Lawyers for a woman who says she is the sister of the late Charles Manson told a Los Angeles judge Tuesday that their client will join two others in bidding to administer the estate of the infamous cult leader, a field which already includes a man who claims to be Manson’s grandson.
Attorneys Christopher B. Johnson and Colin T. Greene informed Los Angeles Superior Court Judge William Barry that their client, Nancy Claassen of Spokane, Washington, also will challenge the purported Manson will put forth by the other estate administrator contestant, longtime Manson pen pal Michael Channels. The lawyers said Claassen’s court papers will be filed soon.
Channels’ attorney, David Baldwin, said the will is currently in the possession of the Kern County Superior Court. Channels maintains the will was written in 2002, was filed in Kern County in November 2017 and names him as the executor of Manson’s estate. However, Jason Freeman, a 45-year-old Florida man who says he is Manson’s grandson, has filed a competing petition asking to be appointed the estate’s permanent administrator.
The judge told Baldwin that he will sign an order if the attorney prepares one for a transfer of the will to Los Angeles County Superior Court. Although an Ohio judge ruled in 1986 that Freeman was the son of Manson’s son, Charles Manson Jr., Barry said Judge Clifford Klein, who previously oversaw the case, ruled earlier that the Ohio ruling was not final and that the issue was not addressed by the appellate court.
Charles Manson Jr. committed suicide in June 1993. His father died at age 83 on Nov. 19, 2017, at Bakersfield Mercy Hospital of heart failure triggered by colon cancer that had spread to other parts of his body.
Barry did not set a date for trial of the issues because a judge has not yet been appointed to replace Klein, who retired in March. Barry said he is himself retired and was filling in this week.
Asked outside the courtroom after the hearing why Claassen waited so long to enter the case, Johnson said he and Greene were just hired and were trying to get the court up-to-date on the wishes of their client, who Johnson said has an interest in the case as Manson’s nearest living relative.

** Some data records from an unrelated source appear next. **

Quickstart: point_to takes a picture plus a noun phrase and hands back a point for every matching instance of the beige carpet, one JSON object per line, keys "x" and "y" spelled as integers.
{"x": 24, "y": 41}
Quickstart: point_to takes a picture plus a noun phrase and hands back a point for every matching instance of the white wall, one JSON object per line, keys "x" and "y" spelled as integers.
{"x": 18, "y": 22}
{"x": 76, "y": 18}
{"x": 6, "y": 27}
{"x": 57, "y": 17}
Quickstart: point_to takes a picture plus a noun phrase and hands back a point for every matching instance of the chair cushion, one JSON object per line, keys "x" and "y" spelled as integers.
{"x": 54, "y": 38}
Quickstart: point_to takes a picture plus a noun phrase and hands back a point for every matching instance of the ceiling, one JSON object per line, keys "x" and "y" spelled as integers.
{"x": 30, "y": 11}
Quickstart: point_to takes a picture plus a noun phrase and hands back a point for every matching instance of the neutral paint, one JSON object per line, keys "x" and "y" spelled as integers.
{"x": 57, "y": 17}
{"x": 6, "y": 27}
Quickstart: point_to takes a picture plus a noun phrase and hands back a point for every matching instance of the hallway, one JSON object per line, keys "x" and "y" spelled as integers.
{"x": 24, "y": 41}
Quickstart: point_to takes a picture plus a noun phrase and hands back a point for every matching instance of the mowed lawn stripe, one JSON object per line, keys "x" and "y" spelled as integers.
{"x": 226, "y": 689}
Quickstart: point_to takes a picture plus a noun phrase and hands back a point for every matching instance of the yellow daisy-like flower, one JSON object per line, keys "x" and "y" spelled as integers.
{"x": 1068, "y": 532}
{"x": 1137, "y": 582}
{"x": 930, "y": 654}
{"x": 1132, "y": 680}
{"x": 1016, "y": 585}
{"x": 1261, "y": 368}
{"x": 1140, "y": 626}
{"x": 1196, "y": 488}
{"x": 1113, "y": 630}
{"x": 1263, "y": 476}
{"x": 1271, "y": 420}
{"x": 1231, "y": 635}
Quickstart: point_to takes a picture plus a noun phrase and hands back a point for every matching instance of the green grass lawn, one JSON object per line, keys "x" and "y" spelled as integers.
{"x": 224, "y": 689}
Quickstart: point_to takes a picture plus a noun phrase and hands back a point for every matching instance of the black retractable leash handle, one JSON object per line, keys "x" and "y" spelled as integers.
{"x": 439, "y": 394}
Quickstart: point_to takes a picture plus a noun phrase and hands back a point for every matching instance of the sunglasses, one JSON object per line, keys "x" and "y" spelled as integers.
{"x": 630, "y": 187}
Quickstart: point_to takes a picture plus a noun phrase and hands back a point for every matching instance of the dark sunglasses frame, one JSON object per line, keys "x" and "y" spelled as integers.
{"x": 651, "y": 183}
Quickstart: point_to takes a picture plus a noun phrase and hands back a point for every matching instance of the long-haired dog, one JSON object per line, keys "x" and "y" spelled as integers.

Both Johnson and Greene said they hoped everyone claiming a relationship to Manson will be willing to submit to DNA testing. Although Klein had ordered Freeman to undergo DNA testing to prove his claim to be Manson’s grandson, Freeman appealed and a panel of the 2nd District Court of Appeal earlier this month overturned the order.
Meanwhile, attorney Dale Kiken will remain in his previously appointed role as temporary special administrator over Manson’s estate. Kiken originally was appointed to the role in August 2018, giving him authority to protect Freeman’s interests.
Freeman won a significant court victory when a Kern County commissioner ruled in March 2018 that he was entitled to Manson’s remains, which were later cremated. Freeman and Kiken maintain that the 2002 Manson will is a forgery.
Johnson said Claassen also is challenging the will’s authenticity. He said he and Green have seen the document and that it has blank spaces throughout.
Kiken has possession for now of all of the personal effects Manson gathered in prison, according to Kiken’s attorney, Alan Davis.
Manson and members of his outcast “family” of followers were convicted of killing actress Sharon Tate — who was eight months pregnant — and six other people during a bloody rampage in the Los Angeles area in August 1969.
Prosecutors said Manson and his followers were trying to incite a race war he dubbed “Helter Skelter,” taken from the Beatles song of the same name.
The Manson clan also stabbed to death grocery magnate Leno La Bianca and his wife Rosemary La Bianca the night after the Tate murders.
Manson was convicted of seven counts of first-degree murder and one count of conspiracy to commit murder in the deaths of Tate, the La Biancas, and four other people at the Tate residence — coffee heiress Abigail Ann Folger, photographer Wojciech Frykowski, hairdresser Jay Sebring and Steven Earl Parent, who was shot in his car on his way to visit an acquaintance who lived in a separate rented guest house on the Tate property.
Manson and followers Charles “Tex” Watson, Leslie Van Houten, Patricia Krenwinkel and the late Susan Atkins all were convicted and sentenced to state prisons in 1971. Manson also was convicted in December of that year for first-degree murder for the July 25, 1969, death of Gary Hinman and the August 1969 death of Donald Shea.
He and the others originally were sentenced to death, but a 1972 state Supreme Court decision caused all capital sentences in California to be commuted to life in prison. There was no life-without-parole sentence at the time.
Manson was denied parole a dozen times.